While some states are restricting abortion, others move to bolster access

Jessica Rinaldi/The Boston Globe via Getty Images(NEW YORK) — The abortion debate in America has lately been dominated by news that conservative lawmakers in Alabama, Georgia, Ohio and Missouri had approved sweeping new restrictions to abortion access. But meanwhile, several states with Democratic majorities have been pushing through bills that fortify abortion rights.

While proponents of abortion rights had few outright victories, they say they are making progress.

On Tuesday, the Vermont House gave final approval to H.57, a bill that states abortion is a “fundamental right” and also protects the right to contraception, sterilization and family planning.

“Thank God for Vermont,” state Sen. Virginia Lyons told ABC News on Friday. “We’re a bastion of sanity and understanding of reproductive rights and process.”

Lyons is also sponsoring Proposal 5, which would amend the state’s Constitution to declare abortion a right. That proposal passed in the state House and Senate, but must be approved again by a majority in both houses in the next legislative session before it can go before voters in a referendum. Its proponents hope to see it on the ballot in 2022.

It’s not just Vermont.

In Illinois, the Reproductive Health Act would establish reproductive health, including abortion, as a fundamental right. The bill has stalled since its introduction in February, and this week, its sponsor State Rep. Kelly Cassidy held a protest to call for movement on the act.

“The more we hear stories like Alabama, like Ohio, the more frustrating it becomes, because the threat is very real,” she told ABC News, adding that watching the string of anti-abortion bills in another states is “the nightmare.”

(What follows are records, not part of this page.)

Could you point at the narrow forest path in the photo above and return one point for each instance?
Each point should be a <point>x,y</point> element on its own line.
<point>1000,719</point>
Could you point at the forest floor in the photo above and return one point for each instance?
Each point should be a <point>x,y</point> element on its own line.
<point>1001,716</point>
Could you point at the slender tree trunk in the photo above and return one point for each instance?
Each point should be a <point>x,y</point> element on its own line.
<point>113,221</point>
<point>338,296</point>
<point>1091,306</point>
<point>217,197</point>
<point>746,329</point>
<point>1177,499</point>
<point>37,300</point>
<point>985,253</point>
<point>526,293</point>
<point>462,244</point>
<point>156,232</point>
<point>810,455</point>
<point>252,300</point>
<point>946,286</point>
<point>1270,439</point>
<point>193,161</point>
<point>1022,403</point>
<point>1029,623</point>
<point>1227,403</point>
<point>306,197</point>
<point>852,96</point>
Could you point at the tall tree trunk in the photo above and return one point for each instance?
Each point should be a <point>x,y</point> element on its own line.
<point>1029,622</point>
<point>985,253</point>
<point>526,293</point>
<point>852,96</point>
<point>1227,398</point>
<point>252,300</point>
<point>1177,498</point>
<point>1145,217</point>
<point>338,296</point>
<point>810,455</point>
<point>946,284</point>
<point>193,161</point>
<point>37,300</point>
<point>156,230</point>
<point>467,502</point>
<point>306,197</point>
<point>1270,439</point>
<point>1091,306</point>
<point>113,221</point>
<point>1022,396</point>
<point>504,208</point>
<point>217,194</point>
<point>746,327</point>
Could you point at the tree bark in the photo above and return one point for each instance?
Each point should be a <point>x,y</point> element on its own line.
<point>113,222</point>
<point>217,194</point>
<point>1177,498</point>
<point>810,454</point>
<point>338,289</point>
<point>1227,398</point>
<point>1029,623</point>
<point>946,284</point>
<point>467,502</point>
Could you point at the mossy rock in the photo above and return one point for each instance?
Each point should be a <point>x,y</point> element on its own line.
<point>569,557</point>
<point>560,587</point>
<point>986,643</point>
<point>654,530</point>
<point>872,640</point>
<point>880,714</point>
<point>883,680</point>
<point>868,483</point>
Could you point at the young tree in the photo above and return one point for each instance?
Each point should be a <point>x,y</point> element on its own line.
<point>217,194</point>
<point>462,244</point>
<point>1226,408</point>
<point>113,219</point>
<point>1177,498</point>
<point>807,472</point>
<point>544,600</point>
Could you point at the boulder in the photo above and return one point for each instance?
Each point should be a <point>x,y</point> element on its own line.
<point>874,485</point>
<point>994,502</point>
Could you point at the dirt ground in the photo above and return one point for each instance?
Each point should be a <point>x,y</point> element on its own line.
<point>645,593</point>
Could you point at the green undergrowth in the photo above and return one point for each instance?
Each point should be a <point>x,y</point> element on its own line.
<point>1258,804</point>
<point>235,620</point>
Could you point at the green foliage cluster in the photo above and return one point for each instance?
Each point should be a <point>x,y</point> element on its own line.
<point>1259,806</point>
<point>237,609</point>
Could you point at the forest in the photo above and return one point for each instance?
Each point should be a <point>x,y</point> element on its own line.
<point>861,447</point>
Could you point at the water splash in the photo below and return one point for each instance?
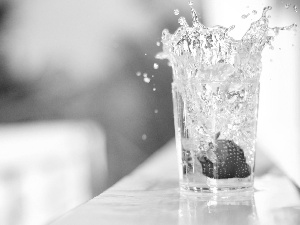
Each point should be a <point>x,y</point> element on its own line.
<point>245,16</point>
<point>210,53</point>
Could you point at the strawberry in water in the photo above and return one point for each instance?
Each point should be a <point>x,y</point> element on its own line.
<point>229,161</point>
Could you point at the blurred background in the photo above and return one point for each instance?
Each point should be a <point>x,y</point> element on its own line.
<point>83,101</point>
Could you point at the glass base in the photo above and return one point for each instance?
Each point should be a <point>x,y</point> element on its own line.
<point>215,190</point>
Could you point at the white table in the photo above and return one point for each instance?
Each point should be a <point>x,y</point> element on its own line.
<point>150,195</point>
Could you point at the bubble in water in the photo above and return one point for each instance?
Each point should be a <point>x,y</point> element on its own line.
<point>182,22</point>
<point>245,16</point>
<point>147,79</point>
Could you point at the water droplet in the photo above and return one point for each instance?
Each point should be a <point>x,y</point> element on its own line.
<point>147,79</point>
<point>165,34</point>
<point>245,16</point>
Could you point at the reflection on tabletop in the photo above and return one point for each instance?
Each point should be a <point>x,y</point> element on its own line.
<point>239,209</point>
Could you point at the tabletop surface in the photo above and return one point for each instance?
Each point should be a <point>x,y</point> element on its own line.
<point>150,195</point>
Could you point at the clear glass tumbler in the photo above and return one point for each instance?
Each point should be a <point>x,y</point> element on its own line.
<point>215,131</point>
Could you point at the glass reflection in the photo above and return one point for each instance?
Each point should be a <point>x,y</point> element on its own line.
<point>234,209</point>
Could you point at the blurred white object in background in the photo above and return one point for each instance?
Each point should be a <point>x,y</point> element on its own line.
<point>46,169</point>
<point>78,38</point>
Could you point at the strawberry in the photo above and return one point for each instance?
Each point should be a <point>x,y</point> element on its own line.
<point>230,161</point>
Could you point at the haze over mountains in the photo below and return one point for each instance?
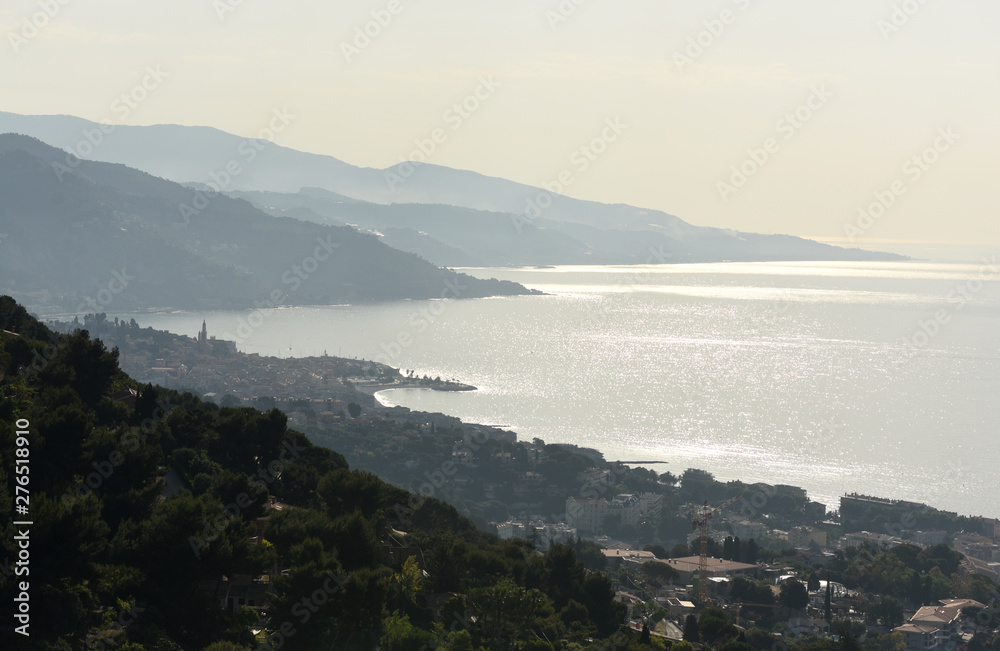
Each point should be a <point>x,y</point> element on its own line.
<point>82,238</point>
<point>449,217</point>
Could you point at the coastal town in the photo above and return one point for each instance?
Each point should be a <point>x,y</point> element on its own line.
<point>908,577</point>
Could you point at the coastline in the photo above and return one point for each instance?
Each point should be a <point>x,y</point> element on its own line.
<point>374,388</point>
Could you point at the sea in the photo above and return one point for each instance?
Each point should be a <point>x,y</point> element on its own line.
<point>881,378</point>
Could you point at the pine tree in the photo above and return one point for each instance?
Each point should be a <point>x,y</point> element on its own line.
<point>691,629</point>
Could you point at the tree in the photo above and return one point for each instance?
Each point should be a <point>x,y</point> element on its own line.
<point>658,551</point>
<point>714,626</point>
<point>691,633</point>
<point>793,595</point>
<point>658,571</point>
<point>888,610</point>
<point>400,635</point>
<point>648,613</point>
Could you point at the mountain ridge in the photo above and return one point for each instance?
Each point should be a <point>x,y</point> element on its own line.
<point>69,232</point>
<point>206,155</point>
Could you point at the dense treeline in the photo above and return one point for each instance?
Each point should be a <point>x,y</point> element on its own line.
<point>141,511</point>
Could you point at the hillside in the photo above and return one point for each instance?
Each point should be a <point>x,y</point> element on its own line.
<point>85,237</point>
<point>157,521</point>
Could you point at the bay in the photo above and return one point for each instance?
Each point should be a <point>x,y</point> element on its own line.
<point>880,378</point>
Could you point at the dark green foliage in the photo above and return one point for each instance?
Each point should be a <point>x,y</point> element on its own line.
<point>152,507</point>
<point>793,595</point>
<point>691,633</point>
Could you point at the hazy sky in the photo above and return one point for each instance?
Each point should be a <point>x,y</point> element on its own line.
<point>873,84</point>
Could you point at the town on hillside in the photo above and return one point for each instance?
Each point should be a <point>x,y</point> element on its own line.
<point>771,565</point>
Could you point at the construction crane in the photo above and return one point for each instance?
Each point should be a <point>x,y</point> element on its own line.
<point>701,521</point>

The bill has been sitting in a subcommittee and needs to be moved to a substantive committee for action to take place on it, The State Journal-Register reported. The Executive Committee has indicated they would take it as early as next week.

“I think that there is a lack of understanding of the urgency,” Cassidy said, because the state has a Democratic majority. But, “this threat” to reproductive rights “is real,” she said.

Cassidy supports the bill not just to preserve abortion access for the people of Illinois, she said, but also for the people from neighboring states, where restrictions are harsher, who go to Illinois for abortions. In 2017, over 5,500 women came to Illinois to get abortions, the Chicago Tribune reported.

Other states, though, have stumbled in their attempts to enact laws protecting abortion rights.

A Rhode Island Senate bill was voted down in committee this week. State Sen. Stephen Archambault, a Democrat, said the bill went too far and wasn’t strict enough where it concerned abortion in later stages of a pregnancy.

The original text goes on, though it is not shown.